At present, however, it seems unlikely that the Modi factor will have any serious impact. What will happen 10 months on is, of course, an imponderable, but any doubts about Trinamool Congress’ invulnerability can be ruled out. The Communist Party of India (CPM) is on life support, the Congress is likely to haemorrhage leaders and workers and is only a bit player anyway, and the BJP and Rashtriya Swayamsewak Sangh have neither the organisational muscle nor general acceptance, let alone popularity, to seriously challenge the ruling party.
It would be both instructive to examine Modi’s meeting in this context. Media reports peg the attendance at something between 100,000 and 500,000: that is, the police estimate is 100,000, while the BJP claims 500,000 people attended the rally. Neutral estimates are in the region of the BJP’s claim. Trinamool leaders say that the overwhelming majority of people at the rally were bussed in from neighbouring states, but that seems unlikely given the BJP’s unexpectedly good performance in that region – the districts of West Midnapore, Jhargram, Purulia and Bankura, to a lesser extent – in the panchayat elections. Let us just assume then that the attendance was impressive, by any standard.
For most political observers it is almost axiomatic that crowds at public rallies and meetings do not necessarily reflect voting preferences. In the case of the Modi meeting, this understanding is probably even truer. Many of those attending the meeting probably just went to it to see Modi on the podium and hear him speak, because without any doubt the prime minister is both a charismatic leader and powerful orator. Many of these people will probably vote for the Trinamool next year.
Whatever the attendance may have been, the meeting also served to place under the spotlight the bumbling of the Bengal BJP unit. First, there was the inability to exercise due diligence in organising the meeting, which indirectly led to the collapse of the marquee, injuring almost a hundred persons. The assumption that various agencies of the state were guilty of negligence does not absolve the BJP brass. Initially, state BJP president alleged a conspiracy, blaming the state government for the fiasco. On Thursday, however, he owned responsibility, citing the inexperience of the party in organising meetings of such magnitude. Media reports quoted BJP ‘insiders’ as having said this was a clear indication that the teams sent to investigate had found no fault with the administration.
Then, of course, was the very public showdown between Union minister Babul Supriyo and state president Dilip Ghosh. The reasons for it need not detain us, nor is it necessary for us to adjudicate in the dispute. But the very fact that two of the most senior leaders in the state went toe to toe at the venue, even though it happened before the prime minister arrived, says a lot about the state of the leadership. Read that alongside the profiles of the top leaders of the Bengal BJP, most of them are political flyweights with very little statewide connect, and you don’t really see a recipe for regime change.

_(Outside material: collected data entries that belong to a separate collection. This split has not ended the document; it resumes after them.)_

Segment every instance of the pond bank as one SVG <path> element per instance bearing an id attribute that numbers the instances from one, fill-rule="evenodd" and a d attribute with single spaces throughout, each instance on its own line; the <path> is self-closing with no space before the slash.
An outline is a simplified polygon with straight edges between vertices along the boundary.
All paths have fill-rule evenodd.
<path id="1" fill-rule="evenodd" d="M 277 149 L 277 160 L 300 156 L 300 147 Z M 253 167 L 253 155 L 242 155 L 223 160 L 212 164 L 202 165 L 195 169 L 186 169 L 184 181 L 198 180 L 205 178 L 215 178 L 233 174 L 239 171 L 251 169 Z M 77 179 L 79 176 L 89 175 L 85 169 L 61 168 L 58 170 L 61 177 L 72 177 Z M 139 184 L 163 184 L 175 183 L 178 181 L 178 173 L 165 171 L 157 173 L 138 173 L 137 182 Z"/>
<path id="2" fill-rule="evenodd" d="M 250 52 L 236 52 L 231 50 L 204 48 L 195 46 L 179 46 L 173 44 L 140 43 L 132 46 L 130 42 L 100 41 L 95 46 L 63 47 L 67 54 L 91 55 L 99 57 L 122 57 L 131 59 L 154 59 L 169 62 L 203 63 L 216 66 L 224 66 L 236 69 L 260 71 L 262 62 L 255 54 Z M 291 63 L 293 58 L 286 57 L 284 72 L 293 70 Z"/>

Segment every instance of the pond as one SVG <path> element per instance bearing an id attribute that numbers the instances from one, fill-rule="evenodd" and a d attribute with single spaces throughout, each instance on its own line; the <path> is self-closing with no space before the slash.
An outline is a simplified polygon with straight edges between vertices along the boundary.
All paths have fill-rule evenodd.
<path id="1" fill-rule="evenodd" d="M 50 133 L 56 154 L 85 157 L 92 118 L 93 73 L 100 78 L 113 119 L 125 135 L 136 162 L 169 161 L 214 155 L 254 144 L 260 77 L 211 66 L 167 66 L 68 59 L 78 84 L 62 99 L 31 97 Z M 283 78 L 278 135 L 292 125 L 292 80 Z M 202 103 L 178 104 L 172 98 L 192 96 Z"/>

The themes the prime minister chose to attack the ruling party, too, were, on the face of it, less than inspired. The characterisation of the current dispensation as a syndicate raj was legitimate, even if par for the course. But Modi’s constant references to the agricultural sector does not appear to be a fruitful line of attack. It would have been understandable had Modi highlighted the increase in the minimum support price for a number of kharif crops, but he chose also to harp on the promise that farm incomes would be doubled by 2022, while attacking the Trinamool’s record.
After four years, and amid the debris of unfulfilled promises, that wouldn’t have cut much ice with the farmers at the rally, especially because it is not inevitable that the BJP will be in power this time next year. In any case, since the Trinamool came to power in 2011, Bengal’s performance in the farm sector has been above the national average, even if somewhat erratic. A Trinamool statement pointed out, citing a parliamentary report, that in the first quarter of 2017 the number of farmers’ suicides in Bengal was zero compared to 635 in Maharashtra.
Add to that a counter-intuitive fact. Though the Trinamool government has the image of being a poor performer when it comes to managing the economy, official statistics show that under Chief Minister Mamata Banerjee, Bengal has become one of the top performers in terms of per capita net state domestic product growth. Critics could legitimately say that this is because Bengal has been growing from a low baseline, but politically that nicety doesn’t mean much, especially if the people experience the fruits of growth, however small, on the ground. The indications are that this is happening. In other words, the prime minister may have been incompletely briefed.
Modi predicted at the rally that the Trinamool government would collapse in a few months. He was obviously grandstanding. In fact, there is every indication that the Trinamool will sweep the 2019 Lok Sabha elections and the 2021 Assembly elections. In Bengal, the BJP has a long wait ahead of it.